When it got released, suddenly I did feel really empty. It’s difficult to be happy in the moment sometimes, especially when you’re creating a work that is so part of your life. We put it out, and I felt quite deflated, I didn’t feel elated. I thought, ‘That was exhausting, and now it’s done.’ Even now, I’ll listen to the album again after six months and think, ‘This is really good.’ You can’t really appreciate it in the moment, because there’s so many other things that take your mind away from it.
Tell me aboutbeing cast in the Simone Rocha for H&M campaign?
For the Cassette Beat music video, I got a couple of Simone Rocha dresses, and I was wearing them in the video.

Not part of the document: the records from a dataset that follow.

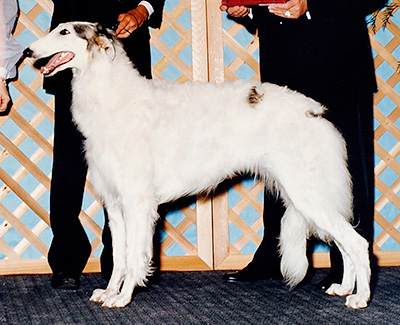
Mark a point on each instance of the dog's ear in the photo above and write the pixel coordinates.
(106, 44)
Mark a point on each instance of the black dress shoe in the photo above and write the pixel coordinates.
(249, 274)
(63, 281)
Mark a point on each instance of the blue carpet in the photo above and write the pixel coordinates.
(196, 298)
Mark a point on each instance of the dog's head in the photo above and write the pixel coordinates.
(70, 45)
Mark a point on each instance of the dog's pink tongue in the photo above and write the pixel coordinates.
(57, 60)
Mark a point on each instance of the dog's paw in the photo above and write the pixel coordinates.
(117, 301)
(98, 295)
(357, 301)
(339, 290)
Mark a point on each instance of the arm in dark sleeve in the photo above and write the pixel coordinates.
(336, 8)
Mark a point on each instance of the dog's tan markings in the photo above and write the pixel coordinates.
(254, 96)
(312, 114)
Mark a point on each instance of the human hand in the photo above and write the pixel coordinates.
(4, 96)
(292, 9)
(236, 11)
(130, 21)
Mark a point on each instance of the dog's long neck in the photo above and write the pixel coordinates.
(102, 87)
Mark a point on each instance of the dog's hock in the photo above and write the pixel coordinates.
(254, 96)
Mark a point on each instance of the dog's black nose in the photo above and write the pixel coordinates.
(28, 52)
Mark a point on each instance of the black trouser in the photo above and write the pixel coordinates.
(70, 248)
(357, 130)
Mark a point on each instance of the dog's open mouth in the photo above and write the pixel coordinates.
(56, 60)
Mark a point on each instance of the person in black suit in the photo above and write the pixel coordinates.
(70, 247)
(321, 49)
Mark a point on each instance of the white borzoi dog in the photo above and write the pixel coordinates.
(149, 142)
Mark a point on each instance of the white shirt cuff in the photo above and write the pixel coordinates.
(148, 6)
(3, 72)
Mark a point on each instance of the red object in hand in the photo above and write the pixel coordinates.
(231, 3)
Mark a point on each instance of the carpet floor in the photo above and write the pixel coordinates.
(196, 298)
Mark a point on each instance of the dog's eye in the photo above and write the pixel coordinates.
(64, 32)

And it was just a lucky moment. I got a message from someone asking, ‘Do you want a part in this?’ I got to the day of the shoot, and ‘I was like, whoa, Helena Bonham Carter’s over there.’ They asked me what kind of hair I wanted, and I said, whatever they wanted to give me, and [then I saw] Helena Bonham Carter had braids to the floor, and I was like, ‘I could’ve asked for that?” [Before I knew] she was shooting the same day I was shooting, I saw my call sheet, and it said, HBC. I thought, ‘What is an HBC?’ Then I got there, and I saw her picture on the wall and I realised it was her. [laughs]
I know you loved going to gigs as a kid, now that you perform gigs, is there anything from when you were younger, that you try to harness from what you saw or what you felt?
Nothing at all. No. I don’t think about anything in that way, which is quite bad but also quite good, because I go into most things feeling quite naive. Sometimes that’s actually better, because if you know too much, it kind of ruins it. I go into most situations, and I have no idea what’s about to happen, and hopefully it’ll be good. It tends to work out. Sometimes I wish I was a little more prepared, but most of the time, it’s nice to walk in and be surprised by things.